プロパルギル位が置換されたキラルなアルキンは、有機合成における有用なビルディングブロックである。これらの化合物の不斉合成法として、金属アセチリドの求核付加反応や、1,3-エンインの付加反応、プロパルギルアルコール類やハロゲン化物の求核置換反応が知られる(図1A)[1]。それに対して、プロパルギル位C–H官能基化による不斉合成法は少ない[2]。例として、金属ナイトレンや金属カルベンによる触媒的なプロパルギル位C–H挿入反応が挙げられる(図1B)。

本論文著者であるピッツバーグ大学Wang助教授らは、以前鉄触媒を用いたプロパルギル位C–H官能基化を報告した(図1C)[3a]。
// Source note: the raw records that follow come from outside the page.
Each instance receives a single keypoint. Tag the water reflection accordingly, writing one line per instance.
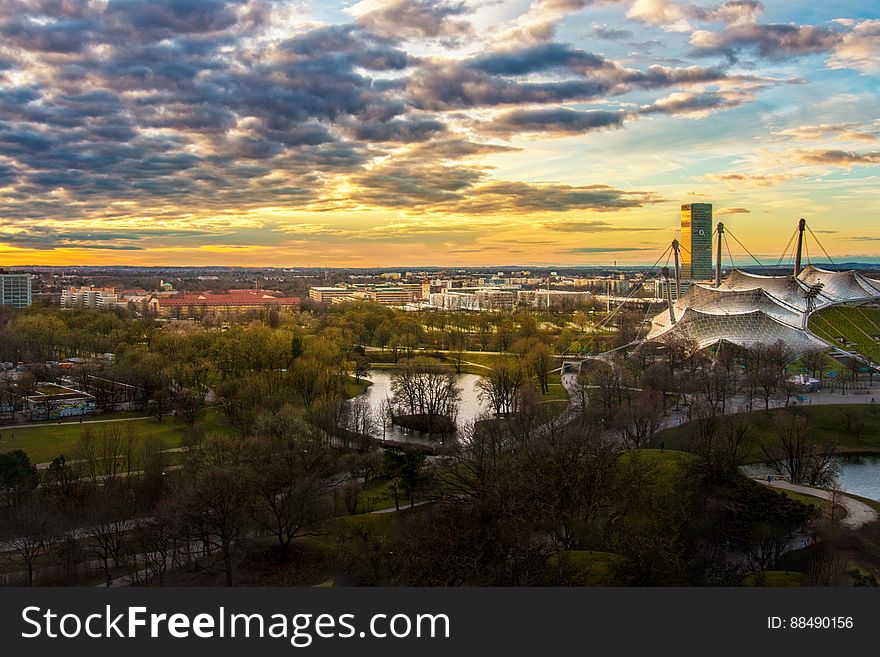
(860, 474)
(469, 409)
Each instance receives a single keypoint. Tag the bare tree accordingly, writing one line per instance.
(795, 455)
(426, 388)
(502, 386)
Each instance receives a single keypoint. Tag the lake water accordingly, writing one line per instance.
(469, 408)
(860, 475)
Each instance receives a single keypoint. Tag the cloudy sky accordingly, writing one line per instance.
(431, 132)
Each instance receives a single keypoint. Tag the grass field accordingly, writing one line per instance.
(44, 443)
(859, 325)
(851, 427)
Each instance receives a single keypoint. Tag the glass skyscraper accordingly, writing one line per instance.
(696, 238)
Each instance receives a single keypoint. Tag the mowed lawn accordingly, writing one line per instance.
(44, 443)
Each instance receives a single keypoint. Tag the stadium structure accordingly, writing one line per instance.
(748, 309)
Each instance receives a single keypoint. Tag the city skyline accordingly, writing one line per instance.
(434, 133)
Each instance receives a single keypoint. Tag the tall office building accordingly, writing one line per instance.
(15, 290)
(696, 238)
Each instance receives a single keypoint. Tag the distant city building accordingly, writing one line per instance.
(696, 238)
(327, 294)
(219, 303)
(396, 294)
(16, 290)
(89, 297)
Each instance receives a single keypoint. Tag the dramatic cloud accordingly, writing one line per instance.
(413, 19)
(677, 17)
(839, 158)
(774, 41)
(847, 131)
(555, 121)
(216, 123)
(697, 104)
(589, 226)
(859, 48)
(611, 33)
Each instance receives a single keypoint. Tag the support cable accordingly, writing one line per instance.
(742, 246)
(820, 244)
(785, 251)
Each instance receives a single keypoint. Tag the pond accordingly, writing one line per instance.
(469, 408)
(859, 474)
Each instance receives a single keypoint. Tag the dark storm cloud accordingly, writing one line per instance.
(457, 149)
(178, 103)
(402, 131)
(570, 74)
(445, 85)
(410, 185)
(559, 121)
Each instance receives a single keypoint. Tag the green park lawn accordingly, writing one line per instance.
(850, 427)
(44, 443)
(586, 567)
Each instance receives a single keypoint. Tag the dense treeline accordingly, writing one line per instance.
(283, 469)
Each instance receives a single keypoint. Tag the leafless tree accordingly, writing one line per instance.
(795, 455)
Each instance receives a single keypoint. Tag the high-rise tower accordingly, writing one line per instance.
(696, 237)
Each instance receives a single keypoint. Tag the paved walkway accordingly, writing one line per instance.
(858, 513)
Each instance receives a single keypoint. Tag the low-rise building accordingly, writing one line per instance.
(89, 297)
(196, 304)
(50, 401)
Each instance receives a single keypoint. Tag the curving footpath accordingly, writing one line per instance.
(858, 513)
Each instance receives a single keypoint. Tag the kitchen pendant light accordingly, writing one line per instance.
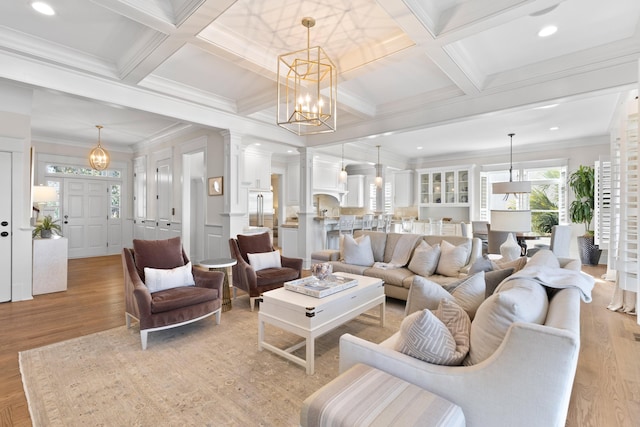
(511, 187)
(378, 179)
(99, 158)
(343, 172)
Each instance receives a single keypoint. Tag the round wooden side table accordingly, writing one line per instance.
(224, 265)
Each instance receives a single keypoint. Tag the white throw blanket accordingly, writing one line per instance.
(401, 253)
(558, 278)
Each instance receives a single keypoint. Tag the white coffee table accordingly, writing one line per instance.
(311, 317)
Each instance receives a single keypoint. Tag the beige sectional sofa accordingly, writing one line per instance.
(397, 281)
(527, 379)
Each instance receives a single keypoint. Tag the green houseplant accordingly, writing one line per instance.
(582, 183)
(46, 228)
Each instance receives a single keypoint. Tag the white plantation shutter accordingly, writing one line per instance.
(626, 262)
(602, 214)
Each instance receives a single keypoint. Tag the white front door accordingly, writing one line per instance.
(85, 213)
(5, 227)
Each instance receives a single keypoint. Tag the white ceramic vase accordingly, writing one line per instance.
(510, 249)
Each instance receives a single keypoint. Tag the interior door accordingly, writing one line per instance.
(5, 227)
(85, 212)
(139, 197)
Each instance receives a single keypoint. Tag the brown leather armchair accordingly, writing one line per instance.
(170, 307)
(256, 282)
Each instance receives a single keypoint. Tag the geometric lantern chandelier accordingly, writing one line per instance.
(99, 157)
(307, 89)
(511, 187)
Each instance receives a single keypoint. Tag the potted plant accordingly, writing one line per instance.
(582, 183)
(46, 228)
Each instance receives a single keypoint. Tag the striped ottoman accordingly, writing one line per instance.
(365, 396)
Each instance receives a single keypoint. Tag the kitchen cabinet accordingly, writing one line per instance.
(403, 183)
(355, 196)
(326, 177)
(257, 169)
(50, 257)
(439, 187)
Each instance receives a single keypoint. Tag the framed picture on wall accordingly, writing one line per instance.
(215, 186)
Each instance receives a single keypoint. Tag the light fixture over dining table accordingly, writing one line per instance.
(511, 187)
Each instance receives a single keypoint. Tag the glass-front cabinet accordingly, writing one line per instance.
(445, 186)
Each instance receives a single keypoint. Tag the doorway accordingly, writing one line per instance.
(5, 227)
(193, 204)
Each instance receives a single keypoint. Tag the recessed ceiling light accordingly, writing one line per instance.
(547, 31)
(544, 107)
(42, 7)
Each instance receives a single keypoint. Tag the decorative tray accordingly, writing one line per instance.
(315, 287)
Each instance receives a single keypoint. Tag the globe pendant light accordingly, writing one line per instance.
(99, 157)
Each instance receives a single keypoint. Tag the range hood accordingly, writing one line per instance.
(336, 194)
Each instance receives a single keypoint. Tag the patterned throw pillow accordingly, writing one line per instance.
(440, 337)
(425, 259)
(452, 258)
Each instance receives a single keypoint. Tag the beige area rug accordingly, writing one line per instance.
(200, 374)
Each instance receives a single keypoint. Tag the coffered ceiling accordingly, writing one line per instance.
(448, 76)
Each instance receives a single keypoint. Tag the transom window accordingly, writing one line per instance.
(81, 171)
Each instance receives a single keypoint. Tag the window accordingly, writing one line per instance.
(115, 199)
(547, 200)
(82, 171)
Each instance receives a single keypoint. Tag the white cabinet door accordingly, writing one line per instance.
(5, 227)
(403, 189)
(355, 196)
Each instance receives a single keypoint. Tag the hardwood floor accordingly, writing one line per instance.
(606, 391)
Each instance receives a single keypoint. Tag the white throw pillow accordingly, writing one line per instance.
(546, 258)
(440, 337)
(263, 260)
(522, 301)
(424, 294)
(425, 259)
(358, 251)
(158, 279)
(468, 293)
(452, 258)
(517, 264)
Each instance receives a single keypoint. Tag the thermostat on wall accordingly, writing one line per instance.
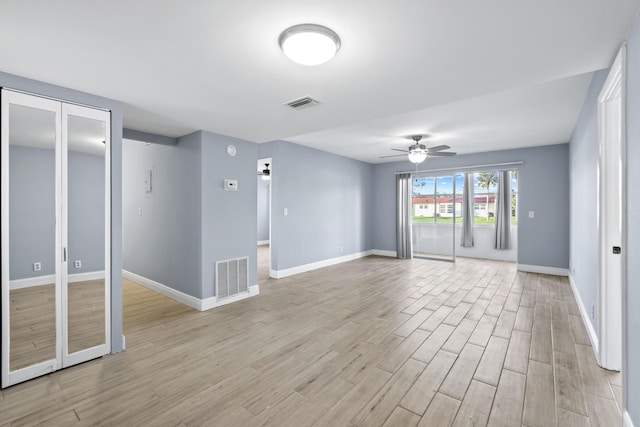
(231, 184)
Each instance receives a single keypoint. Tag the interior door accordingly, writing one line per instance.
(435, 209)
(31, 237)
(55, 235)
(86, 283)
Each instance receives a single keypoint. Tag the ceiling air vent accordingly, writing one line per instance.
(304, 102)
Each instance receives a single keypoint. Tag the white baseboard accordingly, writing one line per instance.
(380, 252)
(584, 313)
(186, 299)
(626, 420)
(279, 274)
(51, 278)
(555, 271)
本反応では、鉄触媒がアルキンに配位することで塩基によるプロパルギル位の脱プロトン化が促進され、生じるアレニル鉄種がアルデヒドなどの求電子剤と反応する。後に、Zhangらは類似の反応プロセスを用いて金触媒によるプロパルギル位の分子内不斉C–H官能基化を達成した[3b]

今回、Wangらはイリジウム触媒を用いたアルキンとアリルエーテルとのエナンチオおよびジアステレオ選択的プロパルギル位C–H結合アリル化を開発した(図1D)。興味深いことに、用いる配位子をキラルにするとアンチ体が、ラセミの配位子ではシン体が得られる。

図1. (A) キラルプロパルギル化合物の一般的合成法 (B) プロパルギル位C–H挿入反応 (C) アレニル金属種を経るC–H官能基化 (D) 今回研究

 

“Enantioselective and Diastereodivergent Allylation of Propargylic C–H Bonds”
Zhu, J.; Wang, Y.; Charlack, A. D.; Wang, Y.-M. J. Am. Chem. Soc. 2022, 144, 15480–15487 DOI: 10.1021/jacs.2c07297

論文著者の紹介

研究者 : Yi-Ming Wang (王 亦鸣)

研究者の経歴

2004–2008 B.Sc. Harvard University, USA (Prof. Andrew G. Myers)
2008–2013 Ph.D. University of California, Berkeley, USA (Prof. F. Dean Toste)
2013–2017 Postdoc, Massachusetts Institute of Technology, USA (Prof. Stephen L. Buchwald)
2017–                            Assistant Professor, University of Pittsburgh, USA
研究内容 : 鉄触媒を用いたアルキン、アルケン、アレンのC–H官能基化、ビニルカチオン化学

 

論文の概要

著者らは、アルキン1とアリルエーテル2[Ir(cod)Cl]2/(S)-L触媒と2,2,6,6-テトラメチルピペリジン(TMPH)、BF3·OEt2存在下反応させるとアンチ体の1,5-エンイン3が高エナンチオおよびジアステレオ選択的に得られることを見いだした(図2A)。配位子をラセミ体(±)-Lとするとシン体4が得られる。種々のアリールアルキンに加えアルケニルアルキンを用いても反応が進行し、対応する1,5-エンインが生成する(3a, 4a, 3b )。高反応性のトシラートをもつ1,5-エンイン(3c, 4c)も合成可能である。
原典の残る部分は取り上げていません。